The coolest feature is the Digital Rangefinder, which is better way to manually focus while using the x100t’s optical viewfinder. Essentially this means that the split-image focus aid that was found on the x100s and other X-series’ electronic viewfinders now appears as an overlay while looking through the optical viewfinder. This makes the camera feel more like a traditional rangefinder in manual focus mode.

There are other minor improvements to the viewfinder experience in the x100t, such as real-time parallax correction and 92 per cent frame coverage, up from 90 per cent on the x100. The 3-inch LCD display also has more resolution with 1.04 million dots, up from 460 thousand. Whoopee. Turning the camera over, the X100t features a re-tooled rear control scheme. The little command lever at the top of the rear panel is now a dial. The larger rear control wheel is gone in place of a 4-way directional pad. The buttons are re-shaped and spread out a bit as well. As with most control schemes, some will love the changes and some will miss the old style. Some improvements that should be welcome by all are the expanded exposure compensation dial which now goes up to ±3 EV (up from ±2 EV), and an aperture ring that now moves in 1/3 stop increments as opposed to full-stop increments.

So it looks like Fujifilm doesn’t actually have any amazing new tech to show off this year. They have been coasting by on their wonderful X-Trans II sensor for a couple of years now, and as much as we love their cameras’ high quality and seductive design, it will be a joyous occasion to actually see a new Fujifilm camera that is more than just a new letter and a handful of minor new features.

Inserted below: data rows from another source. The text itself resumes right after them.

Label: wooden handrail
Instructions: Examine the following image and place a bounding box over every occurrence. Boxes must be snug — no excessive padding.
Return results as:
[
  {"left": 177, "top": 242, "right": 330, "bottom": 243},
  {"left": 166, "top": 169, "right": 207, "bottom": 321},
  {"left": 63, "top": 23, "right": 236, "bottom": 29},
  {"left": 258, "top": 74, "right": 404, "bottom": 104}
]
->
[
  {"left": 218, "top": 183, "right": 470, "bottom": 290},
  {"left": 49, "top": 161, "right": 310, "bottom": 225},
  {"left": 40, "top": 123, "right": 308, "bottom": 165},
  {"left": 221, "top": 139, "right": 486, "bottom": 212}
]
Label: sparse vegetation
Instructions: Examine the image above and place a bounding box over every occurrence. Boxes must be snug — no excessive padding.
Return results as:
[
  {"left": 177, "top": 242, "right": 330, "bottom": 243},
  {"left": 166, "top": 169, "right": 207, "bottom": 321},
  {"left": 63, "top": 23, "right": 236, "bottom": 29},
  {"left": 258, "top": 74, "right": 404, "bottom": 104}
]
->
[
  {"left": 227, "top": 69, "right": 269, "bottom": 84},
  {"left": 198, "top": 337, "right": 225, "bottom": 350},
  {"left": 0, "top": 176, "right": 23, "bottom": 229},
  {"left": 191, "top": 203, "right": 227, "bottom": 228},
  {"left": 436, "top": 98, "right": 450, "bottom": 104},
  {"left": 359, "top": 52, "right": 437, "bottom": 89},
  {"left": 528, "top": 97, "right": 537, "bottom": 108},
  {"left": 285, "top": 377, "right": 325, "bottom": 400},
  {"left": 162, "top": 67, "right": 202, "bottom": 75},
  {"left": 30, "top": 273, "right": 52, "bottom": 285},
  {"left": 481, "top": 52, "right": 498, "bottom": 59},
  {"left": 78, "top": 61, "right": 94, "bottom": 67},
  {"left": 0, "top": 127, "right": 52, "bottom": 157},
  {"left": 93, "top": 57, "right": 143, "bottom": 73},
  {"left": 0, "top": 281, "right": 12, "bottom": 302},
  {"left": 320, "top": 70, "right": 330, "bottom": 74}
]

The x100t will come in black and silver as before, and will come in at $US1300 in mid-November.

Speaking of colour-schemes, Fujifilm’s much-heralded X-T1 mirrorless camera is getting the silver treatment with a newly styled version called Graphite Silver. Minor upgrades include a new electronic shutter with a max speed of 1/3200, and a Natural Live View mode that is supposed to mimic the look of an optical viewfinder when looking through the EVF. It will be priced at the same $US1500 as the black version and will be available in late November.

Last on Fujifilm’s docket is a new 50-140mm f/2.8 optically stabilised lens. This bad-boy provides what should be a super high quality option for those looking to shoot telephoto. With this range and a constant aperture, Fujifilm’s X-mount lens line is becoming one of the most complete and appealing systems on the market. The 50-140mm f/2.8 will run for a cool $US1600 and should drop in December.

Australian pricing is yet to be announced, although we can expect them to drop around the same time s they do in the US.